I confini delle reciproche concessioni nel contratto di transazione

I confini delle reciproche concessioni nel contratto di transazioneLa transazione è l’istituto finalizzato a conseguire il superamento del conflitto sfociato in una lite, o per prevenire quest’ultima, attraverso reciproche concessioni che danno vita ad una nuova regolazione del rapporto intersoggettivo non più conflittuale.

Il presupposto primario del contratto di transazione è, quindi, che ci sia una lite attuale o una potenziale, – giacché funzione della transazione è anche quella di porsi quale strumento negoziale di prevenzione di una lite-, e che ciascuna parte sacrifichi in parte la propria pretesa, mediante reciproche concessioni.

Con una recente pronuncia, la Corte di Cassazione si è espressa in tema di transazione, sotto il profilo delle reciproche concessioni.

I fatti

Una società ingiungeva, nei confronti di un’altra società, il pagamento del corrispettivo per lavori di manutenzione eseguiti. In punto di fatto, la società ricorrente deduceva di essere addirittura creditrice di un importo maggiore rispetto a quello azionato in via monitoria, giacché in forza di un accordo concluso con la società avversaria l’entità del credito era stata ridotta rispetto all’importo originario.

Il giudice di primo grado, qualificato l’accordo negoziale intervenuto tra le parti come transazione, revocava il decreto ingiuntivo per integrale pagamento di quanto pattuito in via transattiva, avvenuto nelle more del giudizio.

L’impianto motivazionale veniva confermato anche in sede di gravame.

Avverso la sentenza della Corte d’appello, la società ricorre per Cassazione, censurandola nella parte in cui è stato erroneamente qualificato l’accordo come transazione, sull’assunto che difetterebbero i presupposti della transazione.

La società ricorrente qualificava l’accordo intercorso tra le parti come remissione parziale del debito, condizionata al pagamento del dovuto alle scadenze pattuite.

A parere della società ricorrente, dunque, tra le parti non vi era alcun rapporto con carattere di incertezza, ma soltanto un inadempimento da parte della società avversaria e quest’ultima non aveva compiuto alcuna concessione.

Pertanto, l’accordo doveva essere qualificato come un mero riconoscimento del debito e non come una transazione.

La decisione della Corte di Cassazione

Nel richiamare l’art. 1965 c.c.., norma che definisce il contratto di transazione, la Corte di Cassazione rigetta la tesi della società ricorrente.

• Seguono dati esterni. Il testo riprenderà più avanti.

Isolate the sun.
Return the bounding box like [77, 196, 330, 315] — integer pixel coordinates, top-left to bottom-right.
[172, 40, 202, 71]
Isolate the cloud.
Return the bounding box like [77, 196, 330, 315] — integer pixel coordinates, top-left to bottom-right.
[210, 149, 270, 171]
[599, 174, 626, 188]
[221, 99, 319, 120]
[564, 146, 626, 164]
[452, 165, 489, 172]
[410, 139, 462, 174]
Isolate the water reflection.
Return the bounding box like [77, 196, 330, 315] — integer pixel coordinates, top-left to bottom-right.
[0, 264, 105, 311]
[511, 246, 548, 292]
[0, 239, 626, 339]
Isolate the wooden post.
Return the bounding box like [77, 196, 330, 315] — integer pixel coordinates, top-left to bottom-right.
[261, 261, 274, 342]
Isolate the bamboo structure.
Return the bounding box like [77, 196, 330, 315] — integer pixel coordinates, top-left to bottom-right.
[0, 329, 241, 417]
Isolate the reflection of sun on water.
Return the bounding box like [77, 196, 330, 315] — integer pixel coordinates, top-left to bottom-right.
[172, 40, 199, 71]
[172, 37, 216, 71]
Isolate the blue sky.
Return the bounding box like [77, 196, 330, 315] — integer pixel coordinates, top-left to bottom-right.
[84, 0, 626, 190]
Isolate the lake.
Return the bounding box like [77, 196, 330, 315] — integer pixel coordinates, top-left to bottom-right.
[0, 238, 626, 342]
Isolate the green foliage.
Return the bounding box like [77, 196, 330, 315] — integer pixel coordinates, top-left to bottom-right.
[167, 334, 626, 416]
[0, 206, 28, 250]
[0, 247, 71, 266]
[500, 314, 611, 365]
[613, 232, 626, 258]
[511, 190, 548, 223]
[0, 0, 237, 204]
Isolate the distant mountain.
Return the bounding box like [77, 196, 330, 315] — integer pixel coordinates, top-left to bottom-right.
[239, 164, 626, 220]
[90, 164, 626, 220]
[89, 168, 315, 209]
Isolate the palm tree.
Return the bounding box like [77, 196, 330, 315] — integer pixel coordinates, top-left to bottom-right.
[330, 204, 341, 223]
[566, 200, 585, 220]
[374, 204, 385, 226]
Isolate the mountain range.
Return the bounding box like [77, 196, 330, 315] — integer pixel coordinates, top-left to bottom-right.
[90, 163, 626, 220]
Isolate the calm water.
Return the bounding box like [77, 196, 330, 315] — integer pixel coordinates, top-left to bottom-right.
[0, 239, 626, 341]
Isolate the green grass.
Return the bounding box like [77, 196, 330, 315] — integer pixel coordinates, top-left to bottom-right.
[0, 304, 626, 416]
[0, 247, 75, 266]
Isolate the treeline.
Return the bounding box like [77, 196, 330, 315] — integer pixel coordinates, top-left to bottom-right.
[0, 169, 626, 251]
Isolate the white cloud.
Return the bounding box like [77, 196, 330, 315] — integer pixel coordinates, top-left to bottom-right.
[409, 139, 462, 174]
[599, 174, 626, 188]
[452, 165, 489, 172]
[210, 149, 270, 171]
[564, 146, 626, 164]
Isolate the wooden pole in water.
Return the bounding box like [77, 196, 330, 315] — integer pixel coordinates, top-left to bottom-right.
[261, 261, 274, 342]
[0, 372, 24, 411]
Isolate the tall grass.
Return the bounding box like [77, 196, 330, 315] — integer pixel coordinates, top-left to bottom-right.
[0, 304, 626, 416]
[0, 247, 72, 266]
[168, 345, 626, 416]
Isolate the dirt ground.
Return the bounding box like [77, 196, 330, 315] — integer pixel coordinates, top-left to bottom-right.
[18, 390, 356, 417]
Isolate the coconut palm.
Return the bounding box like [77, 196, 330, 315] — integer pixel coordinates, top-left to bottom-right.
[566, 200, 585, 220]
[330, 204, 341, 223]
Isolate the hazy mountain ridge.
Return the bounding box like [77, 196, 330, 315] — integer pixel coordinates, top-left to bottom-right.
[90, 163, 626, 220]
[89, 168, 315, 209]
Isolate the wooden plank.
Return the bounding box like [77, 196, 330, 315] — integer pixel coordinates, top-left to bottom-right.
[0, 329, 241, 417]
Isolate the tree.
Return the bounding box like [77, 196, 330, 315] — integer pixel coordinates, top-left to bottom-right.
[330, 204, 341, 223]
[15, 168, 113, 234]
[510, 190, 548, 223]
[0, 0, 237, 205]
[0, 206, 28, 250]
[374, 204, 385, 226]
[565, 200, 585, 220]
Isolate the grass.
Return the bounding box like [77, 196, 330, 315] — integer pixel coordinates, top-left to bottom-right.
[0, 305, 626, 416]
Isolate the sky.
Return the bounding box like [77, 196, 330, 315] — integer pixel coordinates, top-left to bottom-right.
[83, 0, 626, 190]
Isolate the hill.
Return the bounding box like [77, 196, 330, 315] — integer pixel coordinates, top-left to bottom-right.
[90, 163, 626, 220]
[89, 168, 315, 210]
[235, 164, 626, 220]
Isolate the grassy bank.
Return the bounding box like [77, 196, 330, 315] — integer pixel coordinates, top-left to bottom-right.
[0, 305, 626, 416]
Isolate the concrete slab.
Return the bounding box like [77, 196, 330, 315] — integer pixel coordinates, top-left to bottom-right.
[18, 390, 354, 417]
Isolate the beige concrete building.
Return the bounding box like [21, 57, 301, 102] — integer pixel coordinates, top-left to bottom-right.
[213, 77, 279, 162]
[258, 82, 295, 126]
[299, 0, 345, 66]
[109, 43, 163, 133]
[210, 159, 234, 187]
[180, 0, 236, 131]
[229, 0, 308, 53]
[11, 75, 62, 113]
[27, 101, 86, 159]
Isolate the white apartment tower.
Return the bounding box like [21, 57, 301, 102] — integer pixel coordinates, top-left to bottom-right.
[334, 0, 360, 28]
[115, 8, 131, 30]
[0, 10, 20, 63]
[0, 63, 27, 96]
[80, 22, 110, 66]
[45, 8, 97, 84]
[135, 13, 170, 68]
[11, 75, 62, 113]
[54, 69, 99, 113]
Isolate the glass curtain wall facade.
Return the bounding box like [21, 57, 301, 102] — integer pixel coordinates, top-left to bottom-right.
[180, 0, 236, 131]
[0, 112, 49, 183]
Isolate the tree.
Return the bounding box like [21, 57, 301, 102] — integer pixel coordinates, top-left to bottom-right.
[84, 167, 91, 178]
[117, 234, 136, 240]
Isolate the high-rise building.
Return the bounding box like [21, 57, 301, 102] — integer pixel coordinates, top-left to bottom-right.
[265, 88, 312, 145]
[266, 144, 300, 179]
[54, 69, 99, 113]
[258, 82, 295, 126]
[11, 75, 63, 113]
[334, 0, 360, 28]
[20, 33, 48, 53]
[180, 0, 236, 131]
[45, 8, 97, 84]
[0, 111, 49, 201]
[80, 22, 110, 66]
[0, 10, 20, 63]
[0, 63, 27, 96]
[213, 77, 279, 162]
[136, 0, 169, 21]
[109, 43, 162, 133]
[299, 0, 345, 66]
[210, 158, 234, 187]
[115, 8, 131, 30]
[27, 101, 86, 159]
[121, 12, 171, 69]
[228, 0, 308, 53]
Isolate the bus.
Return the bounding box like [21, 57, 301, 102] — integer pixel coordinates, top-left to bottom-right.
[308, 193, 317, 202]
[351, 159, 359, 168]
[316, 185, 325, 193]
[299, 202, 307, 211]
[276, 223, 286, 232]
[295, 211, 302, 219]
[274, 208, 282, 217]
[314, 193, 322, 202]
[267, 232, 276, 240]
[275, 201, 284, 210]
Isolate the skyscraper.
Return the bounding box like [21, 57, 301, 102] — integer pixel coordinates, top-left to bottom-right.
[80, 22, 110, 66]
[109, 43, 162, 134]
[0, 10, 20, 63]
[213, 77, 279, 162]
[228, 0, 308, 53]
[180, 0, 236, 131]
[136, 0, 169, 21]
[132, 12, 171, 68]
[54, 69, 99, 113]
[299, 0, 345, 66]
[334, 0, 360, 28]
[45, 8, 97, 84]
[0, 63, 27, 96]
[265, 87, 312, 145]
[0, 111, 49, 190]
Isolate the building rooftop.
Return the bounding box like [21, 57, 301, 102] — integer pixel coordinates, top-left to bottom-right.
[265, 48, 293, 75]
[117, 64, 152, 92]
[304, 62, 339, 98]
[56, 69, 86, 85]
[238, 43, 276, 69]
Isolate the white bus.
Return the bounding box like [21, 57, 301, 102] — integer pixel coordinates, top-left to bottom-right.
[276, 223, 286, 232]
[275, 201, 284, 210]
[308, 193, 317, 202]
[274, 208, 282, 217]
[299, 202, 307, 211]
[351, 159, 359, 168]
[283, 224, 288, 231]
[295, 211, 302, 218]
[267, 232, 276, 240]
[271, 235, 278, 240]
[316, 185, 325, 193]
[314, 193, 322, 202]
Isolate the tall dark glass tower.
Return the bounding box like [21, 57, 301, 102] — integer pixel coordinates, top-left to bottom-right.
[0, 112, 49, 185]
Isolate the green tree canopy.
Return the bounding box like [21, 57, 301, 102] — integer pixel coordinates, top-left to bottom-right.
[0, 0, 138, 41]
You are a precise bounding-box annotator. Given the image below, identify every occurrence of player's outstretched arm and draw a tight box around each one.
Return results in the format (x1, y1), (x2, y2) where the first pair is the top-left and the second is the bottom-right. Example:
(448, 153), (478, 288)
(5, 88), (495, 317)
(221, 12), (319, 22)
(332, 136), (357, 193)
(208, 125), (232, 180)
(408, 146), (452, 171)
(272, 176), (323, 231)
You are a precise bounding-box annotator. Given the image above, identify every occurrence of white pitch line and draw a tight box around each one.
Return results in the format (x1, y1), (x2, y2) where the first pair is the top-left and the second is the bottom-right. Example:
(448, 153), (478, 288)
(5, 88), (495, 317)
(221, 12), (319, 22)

In particolare, la Corte afferma che per integrare l’elemento della “res litigiosa” non occorre che le rispettive tesi delle parti abbiano assunto la determinatezza propria della pretesa, essendo sufficiente l’esistenza di un dissenso potenziale, pur se ancora da definire nei più precisi termini di una lite, e non esteriorizzata in una rigorosa formulazione.

Con riferimento alle reciproche concessioni, la Corte ha, poi, evidenziato come sia stato ritenuto idoneo anche un accordo con il quale le parti si limitano ad apportare modifiche solo quantitative ad una situazione già in atto e a regolare il preesistente rapporto mediante reciproche concessioni, consistenti (anche) in una bilaterale e congrua riduzione delle opposte pretese in modo da realizzare un regolamento di interessi sulla base di un “quid medium” tra le prospettazioni iniziali.

Più in generale, è stato affermato dai giudici di legittimità che in tema di transazione, le reciproche concessioni devono essere intese in correlazione con le reciproche pretese e contestazioni e non già in relazione ai diritti effettivamente a ciascuna delle parti spettanti.

Nel caso esaminato dalla Corte di Cassazione, dunque, l’accordo concluso dalle parti integrava una vera e propria transazione. Allo scopo, infatti, di superare un dissenso potenziale, l’accordo prevedeva che la debitrice si obbliga a versare alla ricorrente un importo che costituiva un quid medium tra la pretesa avanzata da quest’ultima e quanto invece riteneva di dover versare la debitrice.

Indicazioni operative

Il contratto di transazione può essere dunque definito come un contenitore, all’interno del quale le parti possono ricondurre i più svariati rapporti giuridici tra loro esistenti e dal quale possono scaturire nuovi rapporti, nei limiti della disponibilità ad opera delle parti dei diritti che ne formano oggetto.

Ad ogni buon conto, ciò che conta è che dalla scrittura contenente la transazione risultino gli elementi essenziali della transazione e, quindi, la comune volontà delle parti di comporre una controversia in atto o prevista, la “res dubia” o la “res litigiosa”, vale a dire la materia oggetto delle contrastanti pretese giuridiche delle parti, nonché il nuovo regolamento di interessi che, mediante reciproche concessioni, viene a sostituirsi a quello precedente cui si riconnetteva la lite o il pericolo di lite.